Волосы схвачены красным шнурком, как у мастерового, губы от усердия сжаты, втянуты вовнутрь…
Я. Бог в помощь, учитель. Не помешаю? А вы и в этом деле мастер.
Сильвестр (сметая с верстака стружки и опилки). Меня в детстве учили. У нас был сосед – столяр-краснодеревщик. И тоже музыку сочинял, хотя и не записывал. Сочинял для гармошки и балалайки.
Я (присаживаясь на край верстака). Так что, получается, эти искусства родственные, от единого корня – сочинение музыки и столярное дело.
Сильвестр (тоже присаживаясь, снимая фартук и вешая на гвоздь).

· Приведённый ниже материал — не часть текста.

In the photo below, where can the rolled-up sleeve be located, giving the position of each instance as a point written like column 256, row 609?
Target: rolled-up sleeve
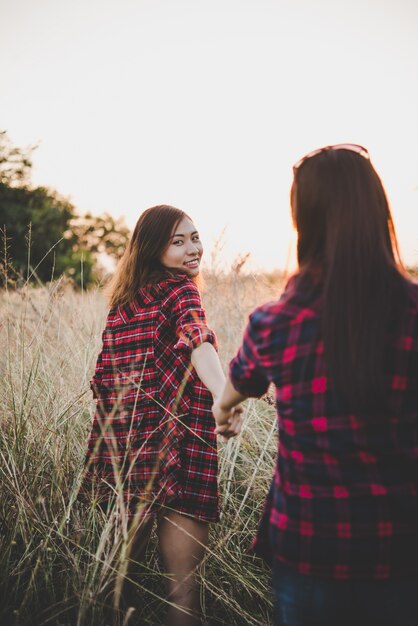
column 245, row 370
column 189, row 319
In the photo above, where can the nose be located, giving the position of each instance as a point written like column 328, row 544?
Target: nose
column 192, row 249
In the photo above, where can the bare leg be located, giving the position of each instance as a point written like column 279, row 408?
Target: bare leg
column 138, row 540
column 182, row 541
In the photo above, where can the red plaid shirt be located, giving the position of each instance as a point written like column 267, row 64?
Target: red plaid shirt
column 152, row 436
column 344, row 498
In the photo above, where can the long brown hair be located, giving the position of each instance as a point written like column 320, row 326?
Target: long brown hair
column 345, row 228
column 140, row 264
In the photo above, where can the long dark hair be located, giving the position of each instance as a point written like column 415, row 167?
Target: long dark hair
column 345, row 230
column 140, row 264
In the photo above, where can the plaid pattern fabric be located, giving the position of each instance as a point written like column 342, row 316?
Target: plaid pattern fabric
column 344, row 498
column 152, row 440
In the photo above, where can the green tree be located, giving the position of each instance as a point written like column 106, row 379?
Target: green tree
column 15, row 163
column 42, row 236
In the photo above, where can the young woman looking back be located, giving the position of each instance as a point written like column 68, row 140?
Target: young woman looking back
column 152, row 450
column 341, row 346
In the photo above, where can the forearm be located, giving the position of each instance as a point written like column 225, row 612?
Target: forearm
column 206, row 362
column 230, row 397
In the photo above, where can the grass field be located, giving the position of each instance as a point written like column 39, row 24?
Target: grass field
column 61, row 559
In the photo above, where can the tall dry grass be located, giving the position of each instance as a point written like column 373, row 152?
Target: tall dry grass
column 61, row 559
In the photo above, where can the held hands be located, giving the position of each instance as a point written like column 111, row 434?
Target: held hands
column 228, row 422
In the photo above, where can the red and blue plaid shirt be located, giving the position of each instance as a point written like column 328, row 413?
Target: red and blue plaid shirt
column 344, row 498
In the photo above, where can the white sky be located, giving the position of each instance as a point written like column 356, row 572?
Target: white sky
column 206, row 105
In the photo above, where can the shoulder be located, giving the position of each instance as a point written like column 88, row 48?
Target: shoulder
column 292, row 307
column 181, row 290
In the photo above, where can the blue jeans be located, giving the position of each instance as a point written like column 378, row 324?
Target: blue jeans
column 301, row 600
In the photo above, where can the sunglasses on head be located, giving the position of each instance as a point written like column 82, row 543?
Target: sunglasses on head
column 353, row 147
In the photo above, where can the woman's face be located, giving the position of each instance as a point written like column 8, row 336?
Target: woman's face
column 184, row 249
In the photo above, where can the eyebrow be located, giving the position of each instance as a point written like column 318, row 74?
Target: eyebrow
column 181, row 235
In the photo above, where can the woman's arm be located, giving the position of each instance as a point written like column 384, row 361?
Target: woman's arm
column 206, row 362
column 225, row 411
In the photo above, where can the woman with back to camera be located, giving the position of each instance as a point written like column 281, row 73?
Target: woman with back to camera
column 152, row 448
column 341, row 346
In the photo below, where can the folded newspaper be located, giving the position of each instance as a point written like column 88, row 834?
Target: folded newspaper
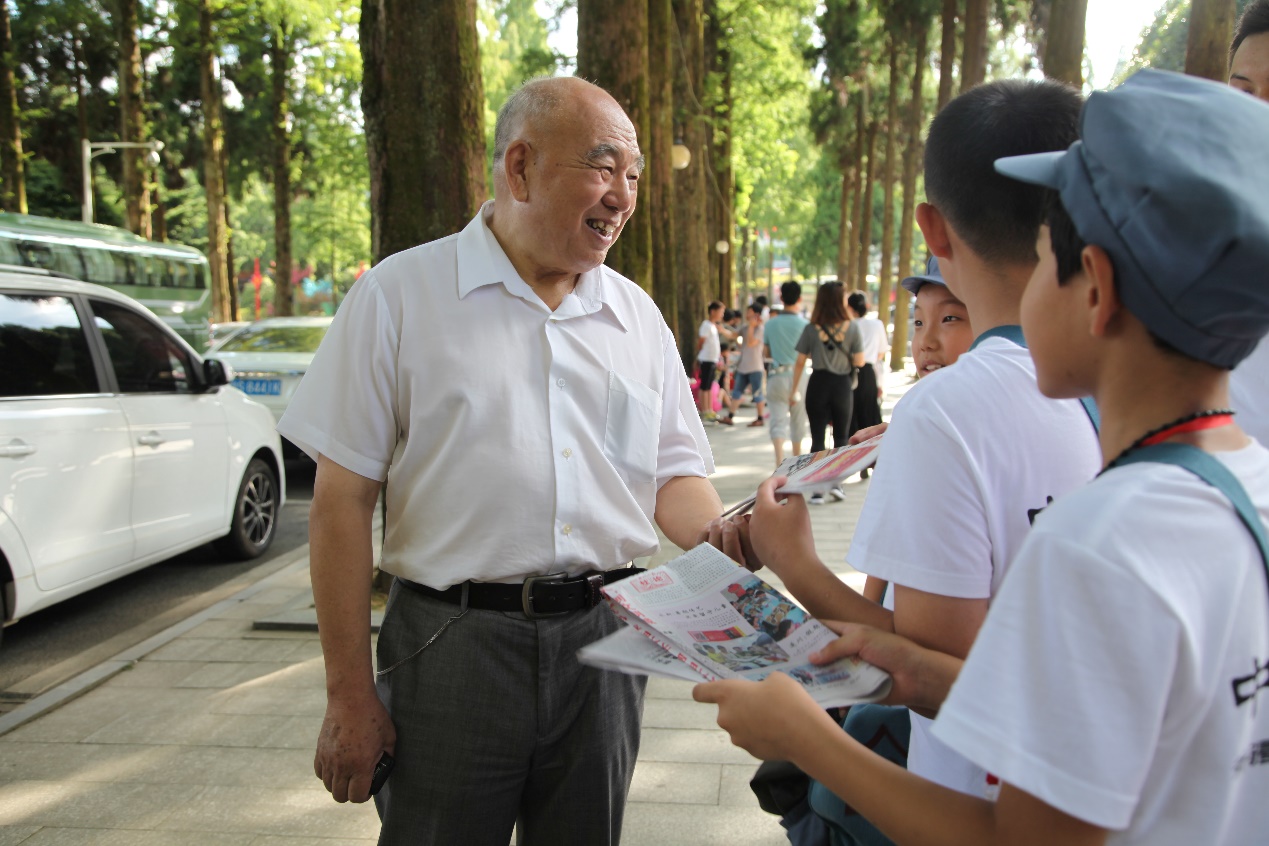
column 703, row 618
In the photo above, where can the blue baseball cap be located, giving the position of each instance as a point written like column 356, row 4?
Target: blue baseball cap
column 932, row 274
column 1169, row 178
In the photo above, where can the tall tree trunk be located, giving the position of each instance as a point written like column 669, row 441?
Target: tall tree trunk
column 424, row 112
column 1064, row 45
column 857, row 212
column 136, row 194
column 1211, row 29
column 722, row 183
column 866, row 228
column 659, row 176
column 947, row 55
column 279, row 138
column 213, row 151
column 973, row 61
column 848, row 182
column 689, row 183
column 911, row 155
column 13, row 184
column 887, row 187
column 613, row 53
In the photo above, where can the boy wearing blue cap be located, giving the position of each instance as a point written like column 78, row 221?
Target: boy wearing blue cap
column 1119, row 688
column 973, row 452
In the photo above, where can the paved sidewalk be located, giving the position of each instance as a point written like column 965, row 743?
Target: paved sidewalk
column 203, row 735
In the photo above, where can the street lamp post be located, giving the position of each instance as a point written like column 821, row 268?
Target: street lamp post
column 90, row 150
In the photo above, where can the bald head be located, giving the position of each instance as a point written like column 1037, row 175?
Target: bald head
column 538, row 107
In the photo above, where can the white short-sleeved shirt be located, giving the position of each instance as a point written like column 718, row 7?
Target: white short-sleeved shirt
column 1249, row 393
column 515, row 440
column 1122, row 674
column 972, row 453
column 712, row 349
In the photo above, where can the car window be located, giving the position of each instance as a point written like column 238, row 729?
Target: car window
column 145, row 358
column 276, row 339
column 42, row 348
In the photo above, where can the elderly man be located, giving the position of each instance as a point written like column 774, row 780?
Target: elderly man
column 532, row 417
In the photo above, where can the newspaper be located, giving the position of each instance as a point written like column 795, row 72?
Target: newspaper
column 703, row 618
column 819, row 472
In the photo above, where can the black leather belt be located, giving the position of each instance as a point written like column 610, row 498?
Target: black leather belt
column 537, row 596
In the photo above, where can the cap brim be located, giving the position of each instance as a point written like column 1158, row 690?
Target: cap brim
column 1037, row 169
column 914, row 284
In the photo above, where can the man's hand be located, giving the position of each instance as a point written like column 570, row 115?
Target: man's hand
column 353, row 737
column 779, row 529
column 730, row 535
column 921, row 677
column 770, row 719
column 866, row 434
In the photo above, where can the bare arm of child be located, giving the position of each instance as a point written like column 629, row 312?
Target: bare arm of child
column 775, row 718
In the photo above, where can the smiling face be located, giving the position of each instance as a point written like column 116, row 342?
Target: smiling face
column 583, row 179
column 942, row 330
column 1249, row 71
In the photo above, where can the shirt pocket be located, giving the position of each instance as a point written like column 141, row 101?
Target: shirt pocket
column 632, row 431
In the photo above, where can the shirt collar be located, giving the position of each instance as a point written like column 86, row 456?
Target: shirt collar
column 482, row 261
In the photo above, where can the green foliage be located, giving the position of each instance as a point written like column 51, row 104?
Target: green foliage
column 1163, row 42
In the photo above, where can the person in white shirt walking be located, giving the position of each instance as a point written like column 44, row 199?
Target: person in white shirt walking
column 532, row 417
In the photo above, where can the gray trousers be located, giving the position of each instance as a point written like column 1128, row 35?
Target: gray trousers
column 499, row 726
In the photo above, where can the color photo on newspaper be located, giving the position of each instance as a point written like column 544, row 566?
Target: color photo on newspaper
column 702, row 618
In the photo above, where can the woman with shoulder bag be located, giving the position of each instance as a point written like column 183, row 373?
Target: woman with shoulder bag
column 835, row 348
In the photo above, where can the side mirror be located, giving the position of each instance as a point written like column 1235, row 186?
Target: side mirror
column 216, row 373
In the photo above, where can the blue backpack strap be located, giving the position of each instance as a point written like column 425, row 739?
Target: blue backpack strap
column 1014, row 334
column 1211, row 471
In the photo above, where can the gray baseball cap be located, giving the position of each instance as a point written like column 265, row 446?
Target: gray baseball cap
column 1171, row 180
column 932, row 274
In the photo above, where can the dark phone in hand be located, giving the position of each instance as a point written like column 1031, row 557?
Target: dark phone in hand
column 382, row 770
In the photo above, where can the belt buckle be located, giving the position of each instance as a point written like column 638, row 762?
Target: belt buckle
column 527, row 596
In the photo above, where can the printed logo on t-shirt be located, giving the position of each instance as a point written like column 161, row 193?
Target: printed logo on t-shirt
column 1034, row 513
column 1248, row 688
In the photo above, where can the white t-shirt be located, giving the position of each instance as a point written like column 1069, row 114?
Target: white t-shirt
column 515, row 440
column 1122, row 675
column 971, row 453
column 712, row 349
column 1249, row 393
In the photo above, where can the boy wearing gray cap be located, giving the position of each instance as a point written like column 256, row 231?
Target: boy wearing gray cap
column 1119, row 688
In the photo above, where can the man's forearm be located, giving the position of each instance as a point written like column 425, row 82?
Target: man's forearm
column 341, row 567
column 684, row 505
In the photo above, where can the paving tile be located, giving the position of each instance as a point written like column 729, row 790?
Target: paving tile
column 267, row 699
column 92, row 806
column 293, row 813
column 677, row 713
column 14, row 835
column 132, row 837
column 734, row 790
column 665, row 825
column 690, row 746
column 690, row 784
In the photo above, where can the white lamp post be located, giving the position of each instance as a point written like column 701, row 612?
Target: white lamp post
column 90, row 150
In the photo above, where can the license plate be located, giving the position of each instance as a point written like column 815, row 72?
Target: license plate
column 259, row 387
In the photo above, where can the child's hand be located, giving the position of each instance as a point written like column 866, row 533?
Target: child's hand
column 779, row 529
column 921, row 677
column 770, row 719
column 864, row 434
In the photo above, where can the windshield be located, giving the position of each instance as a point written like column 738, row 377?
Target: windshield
column 276, row 339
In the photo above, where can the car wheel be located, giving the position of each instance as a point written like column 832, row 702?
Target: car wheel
column 255, row 514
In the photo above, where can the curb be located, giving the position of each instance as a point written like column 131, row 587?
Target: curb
column 94, row 676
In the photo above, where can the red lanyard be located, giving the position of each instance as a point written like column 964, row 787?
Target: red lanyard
column 1215, row 421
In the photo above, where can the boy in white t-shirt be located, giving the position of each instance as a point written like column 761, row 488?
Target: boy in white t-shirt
column 975, row 450
column 1119, row 688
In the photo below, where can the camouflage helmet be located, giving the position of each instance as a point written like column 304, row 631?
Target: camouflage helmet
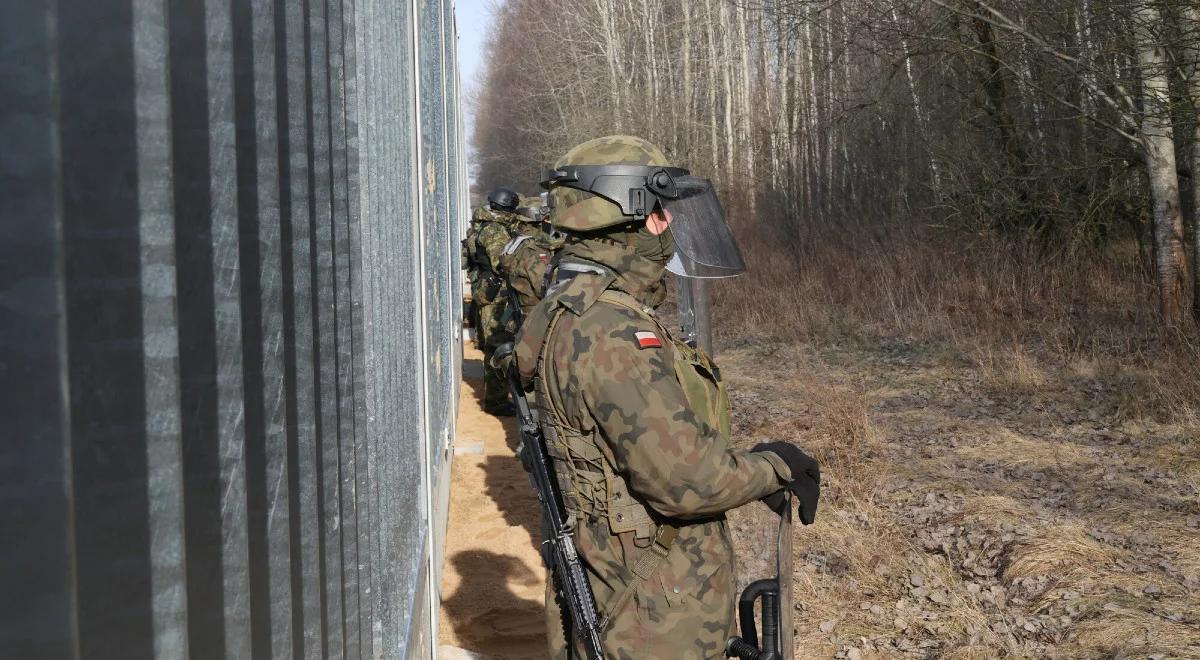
column 582, row 211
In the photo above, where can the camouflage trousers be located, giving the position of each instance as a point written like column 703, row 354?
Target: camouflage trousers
column 683, row 610
column 493, row 331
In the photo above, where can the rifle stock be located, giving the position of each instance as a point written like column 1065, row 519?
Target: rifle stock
column 569, row 577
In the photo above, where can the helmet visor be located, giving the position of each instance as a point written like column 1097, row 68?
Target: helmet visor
column 705, row 245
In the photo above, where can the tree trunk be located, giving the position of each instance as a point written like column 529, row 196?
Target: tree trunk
column 1158, row 142
column 1192, row 47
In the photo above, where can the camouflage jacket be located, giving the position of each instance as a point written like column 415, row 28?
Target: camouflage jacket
column 484, row 249
column 636, row 425
column 526, row 263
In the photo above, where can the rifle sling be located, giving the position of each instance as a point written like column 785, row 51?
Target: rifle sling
column 646, row 564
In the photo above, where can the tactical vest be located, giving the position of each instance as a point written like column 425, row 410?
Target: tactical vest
column 591, row 487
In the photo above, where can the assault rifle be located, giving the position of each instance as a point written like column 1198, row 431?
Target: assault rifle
column 558, row 551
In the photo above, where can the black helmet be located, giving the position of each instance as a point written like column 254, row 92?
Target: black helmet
column 505, row 199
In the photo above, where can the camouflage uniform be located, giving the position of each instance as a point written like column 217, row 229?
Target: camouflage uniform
column 637, row 427
column 493, row 328
column 477, row 273
column 527, row 263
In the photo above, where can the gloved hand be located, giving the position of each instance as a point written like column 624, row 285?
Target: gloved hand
column 805, row 480
column 502, row 357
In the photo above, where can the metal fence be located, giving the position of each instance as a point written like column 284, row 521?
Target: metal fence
column 229, row 325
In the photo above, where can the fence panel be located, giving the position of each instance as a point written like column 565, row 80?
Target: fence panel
column 228, row 325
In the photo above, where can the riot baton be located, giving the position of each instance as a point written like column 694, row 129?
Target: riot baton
column 775, row 597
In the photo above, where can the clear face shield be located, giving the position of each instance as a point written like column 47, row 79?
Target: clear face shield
column 705, row 245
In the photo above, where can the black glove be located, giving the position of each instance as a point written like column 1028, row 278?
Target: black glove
column 502, row 357
column 805, row 480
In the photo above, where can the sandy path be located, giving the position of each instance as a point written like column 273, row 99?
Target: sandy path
column 493, row 581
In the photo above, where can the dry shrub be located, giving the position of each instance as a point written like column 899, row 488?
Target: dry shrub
column 1019, row 311
column 1012, row 370
column 1065, row 552
column 1131, row 633
column 1012, row 449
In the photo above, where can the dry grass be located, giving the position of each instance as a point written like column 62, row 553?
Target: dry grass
column 1011, row 449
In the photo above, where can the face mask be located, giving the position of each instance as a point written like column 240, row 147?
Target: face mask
column 658, row 249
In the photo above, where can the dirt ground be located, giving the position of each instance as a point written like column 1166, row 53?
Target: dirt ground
column 979, row 508
column 493, row 580
column 972, row 508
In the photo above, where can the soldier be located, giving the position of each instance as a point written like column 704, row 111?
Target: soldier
column 529, row 258
column 637, row 423
column 498, row 223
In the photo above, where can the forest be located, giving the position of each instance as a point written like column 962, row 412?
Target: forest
column 973, row 287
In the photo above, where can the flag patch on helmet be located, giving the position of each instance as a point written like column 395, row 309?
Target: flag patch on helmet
column 647, row 340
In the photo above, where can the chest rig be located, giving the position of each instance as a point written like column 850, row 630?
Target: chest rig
column 592, row 489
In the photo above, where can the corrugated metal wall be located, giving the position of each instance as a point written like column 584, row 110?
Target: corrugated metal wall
column 228, row 325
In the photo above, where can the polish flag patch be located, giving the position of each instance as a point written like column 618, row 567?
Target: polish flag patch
column 647, row 340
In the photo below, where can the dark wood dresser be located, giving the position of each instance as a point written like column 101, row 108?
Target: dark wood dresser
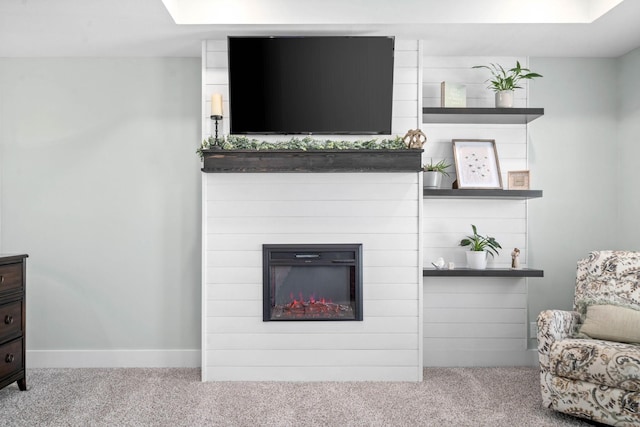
column 12, row 320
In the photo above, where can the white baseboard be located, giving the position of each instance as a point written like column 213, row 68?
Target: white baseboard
column 113, row 358
column 447, row 358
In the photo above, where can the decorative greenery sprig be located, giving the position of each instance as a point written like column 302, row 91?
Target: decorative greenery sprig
column 480, row 243
column 233, row 142
column 507, row 79
column 441, row 167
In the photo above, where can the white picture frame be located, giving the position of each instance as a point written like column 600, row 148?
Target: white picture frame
column 477, row 165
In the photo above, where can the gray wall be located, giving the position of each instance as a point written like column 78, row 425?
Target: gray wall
column 101, row 187
column 628, row 179
column 581, row 156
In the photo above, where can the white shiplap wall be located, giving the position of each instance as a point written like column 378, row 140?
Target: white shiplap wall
column 474, row 321
column 244, row 211
column 381, row 211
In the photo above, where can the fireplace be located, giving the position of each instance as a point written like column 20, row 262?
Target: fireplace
column 312, row 282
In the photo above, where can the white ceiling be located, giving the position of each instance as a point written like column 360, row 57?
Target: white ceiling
column 126, row 28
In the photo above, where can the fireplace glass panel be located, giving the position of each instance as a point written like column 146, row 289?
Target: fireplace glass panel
column 312, row 283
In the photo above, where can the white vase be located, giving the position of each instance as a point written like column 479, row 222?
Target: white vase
column 504, row 99
column 477, row 260
column 431, row 179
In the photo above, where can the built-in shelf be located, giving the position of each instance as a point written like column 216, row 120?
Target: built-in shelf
column 481, row 115
column 429, row 193
column 489, row 272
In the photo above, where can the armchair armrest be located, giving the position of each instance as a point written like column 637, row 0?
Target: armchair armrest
column 554, row 325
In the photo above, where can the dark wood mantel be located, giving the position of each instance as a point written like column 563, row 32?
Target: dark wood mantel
column 312, row 161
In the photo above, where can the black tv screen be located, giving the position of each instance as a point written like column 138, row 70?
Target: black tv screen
column 310, row 85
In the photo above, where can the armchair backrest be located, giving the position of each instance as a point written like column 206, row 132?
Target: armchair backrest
column 608, row 277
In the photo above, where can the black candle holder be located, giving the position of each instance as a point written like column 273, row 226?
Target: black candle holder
column 216, row 119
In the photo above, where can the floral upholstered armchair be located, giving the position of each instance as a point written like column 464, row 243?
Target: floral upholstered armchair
column 590, row 357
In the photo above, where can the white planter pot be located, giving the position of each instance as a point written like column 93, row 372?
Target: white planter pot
column 504, row 99
column 477, row 260
column 431, row 179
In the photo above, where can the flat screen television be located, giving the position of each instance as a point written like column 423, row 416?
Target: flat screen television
column 310, row 85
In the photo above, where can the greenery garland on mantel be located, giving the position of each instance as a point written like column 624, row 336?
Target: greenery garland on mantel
column 307, row 143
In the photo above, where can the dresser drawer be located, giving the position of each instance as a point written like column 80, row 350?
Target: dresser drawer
column 10, row 320
column 10, row 277
column 11, row 357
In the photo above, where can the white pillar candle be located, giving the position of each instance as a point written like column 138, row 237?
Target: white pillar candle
column 216, row 104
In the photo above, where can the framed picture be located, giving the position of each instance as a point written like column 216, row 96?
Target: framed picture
column 477, row 163
column 518, row 180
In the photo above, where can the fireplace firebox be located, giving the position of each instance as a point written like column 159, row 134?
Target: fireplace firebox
column 312, row 282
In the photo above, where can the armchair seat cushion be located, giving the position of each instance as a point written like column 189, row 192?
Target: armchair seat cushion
column 597, row 361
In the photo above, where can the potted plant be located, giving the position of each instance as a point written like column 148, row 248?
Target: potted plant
column 480, row 248
column 432, row 173
column 503, row 82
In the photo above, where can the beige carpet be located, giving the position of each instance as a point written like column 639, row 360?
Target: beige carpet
column 176, row 397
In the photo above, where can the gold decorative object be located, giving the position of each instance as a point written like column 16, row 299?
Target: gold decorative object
column 415, row 138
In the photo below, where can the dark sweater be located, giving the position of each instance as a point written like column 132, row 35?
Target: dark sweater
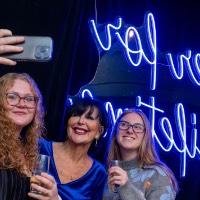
column 13, row 186
column 147, row 183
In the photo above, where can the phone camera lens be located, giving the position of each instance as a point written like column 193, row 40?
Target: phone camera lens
column 42, row 52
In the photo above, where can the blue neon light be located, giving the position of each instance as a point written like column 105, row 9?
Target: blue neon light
column 186, row 61
column 165, row 128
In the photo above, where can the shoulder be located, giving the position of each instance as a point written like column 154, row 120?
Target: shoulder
column 160, row 175
column 45, row 147
column 97, row 166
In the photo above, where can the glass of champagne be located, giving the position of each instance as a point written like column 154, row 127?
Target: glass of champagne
column 111, row 164
column 41, row 165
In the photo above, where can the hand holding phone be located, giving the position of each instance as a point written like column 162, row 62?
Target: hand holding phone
column 35, row 48
column 8, row 45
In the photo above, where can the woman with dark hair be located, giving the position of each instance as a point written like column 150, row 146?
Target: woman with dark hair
column 140, row 175
column 78, row 175
column 21, row 124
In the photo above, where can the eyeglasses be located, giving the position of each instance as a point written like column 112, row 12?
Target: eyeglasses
column 13, row 99
column 137, row 127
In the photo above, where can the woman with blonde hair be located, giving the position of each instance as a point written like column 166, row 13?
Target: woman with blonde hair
column 140, row 175
column 21, row 124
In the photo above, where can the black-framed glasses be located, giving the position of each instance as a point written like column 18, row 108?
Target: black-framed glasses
column 13, row 99
column 136, row 127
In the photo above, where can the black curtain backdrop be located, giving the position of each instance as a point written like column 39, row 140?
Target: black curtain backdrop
column 75, row 56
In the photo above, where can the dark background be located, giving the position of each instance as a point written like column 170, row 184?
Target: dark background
column 75, row 57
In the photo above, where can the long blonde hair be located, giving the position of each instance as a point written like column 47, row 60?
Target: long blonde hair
column 146, row 153
column 19, row 153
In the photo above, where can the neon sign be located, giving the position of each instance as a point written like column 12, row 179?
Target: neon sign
column 136, row 56
column 165, row 128
column 168, row 128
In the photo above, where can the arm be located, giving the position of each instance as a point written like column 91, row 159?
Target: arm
column 126, row 190
column 47, row 190
column 158, row 187
column 7, row 45
column 161, row 186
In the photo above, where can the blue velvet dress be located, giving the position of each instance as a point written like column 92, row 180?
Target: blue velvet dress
column 88, row 187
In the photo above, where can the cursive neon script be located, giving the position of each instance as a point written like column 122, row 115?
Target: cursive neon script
column 165, row 128
column 188, row 62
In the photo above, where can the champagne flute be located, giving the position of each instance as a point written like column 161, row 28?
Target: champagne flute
column 41, row 165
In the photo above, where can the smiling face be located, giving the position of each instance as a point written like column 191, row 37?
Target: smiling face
column 84, row 128
column 20, row 114
column 128, row 139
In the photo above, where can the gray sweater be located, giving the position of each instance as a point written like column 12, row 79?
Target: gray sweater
column 147, row 183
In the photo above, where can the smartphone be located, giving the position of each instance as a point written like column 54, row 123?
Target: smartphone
column 36, row 48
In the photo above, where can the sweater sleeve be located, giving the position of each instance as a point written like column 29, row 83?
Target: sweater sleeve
column 130, row 192
column 158, row 187
column 161, row 188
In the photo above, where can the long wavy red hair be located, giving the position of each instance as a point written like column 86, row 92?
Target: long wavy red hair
column 19, row 153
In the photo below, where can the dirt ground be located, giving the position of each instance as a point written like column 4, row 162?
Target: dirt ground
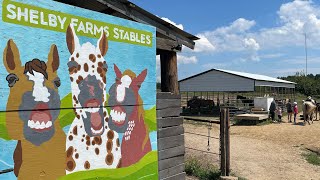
column 261, row 152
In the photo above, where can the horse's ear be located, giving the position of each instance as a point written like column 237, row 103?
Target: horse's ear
column 102, row 44
column 117, row 71
column 72, row 39
column 53, row 59
column 11, row 56
column 140, row 78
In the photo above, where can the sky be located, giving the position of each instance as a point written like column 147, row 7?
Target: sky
column 264, row 37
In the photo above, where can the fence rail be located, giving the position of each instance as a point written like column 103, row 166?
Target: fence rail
column 223, row 148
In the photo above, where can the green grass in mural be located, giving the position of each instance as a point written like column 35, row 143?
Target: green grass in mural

И к тому же у каждой старинной вещи свой распев. Есть мебель украшенная, концертная, партесная, как церковная музыка при Петре. Мебель для услаждения чресел, покоя и неги, но не для молитвы. А есть – простая, суровая, одноголосная, как знаменный распев: молитвенная…
Я. И все это со свалки?
Сильвестр. Кое-что из брошенных домов. Хозяева уехали, а мебель оставили. Кое-что по знакомству мне отдали, зная, что я столярничаю. И главное, никто не попросил после ремонта вернуть. Никому она не нужна.
Я. Это такая красота-то?
Сильвестр. И не только красота. Здесь есть письменный стол композитора Ребикова, написавшего оперу «Елка». Есть шарик, свинченный с кровати Танеева. Есть треснувшее зеркало, в которое перед смертью смотрелся Скрябин. Реликвии! Но и они оказались не нужны потомкам. Один из потомков мне так и сказал: «Забирайте вы эту рухлядь». Я и забрал.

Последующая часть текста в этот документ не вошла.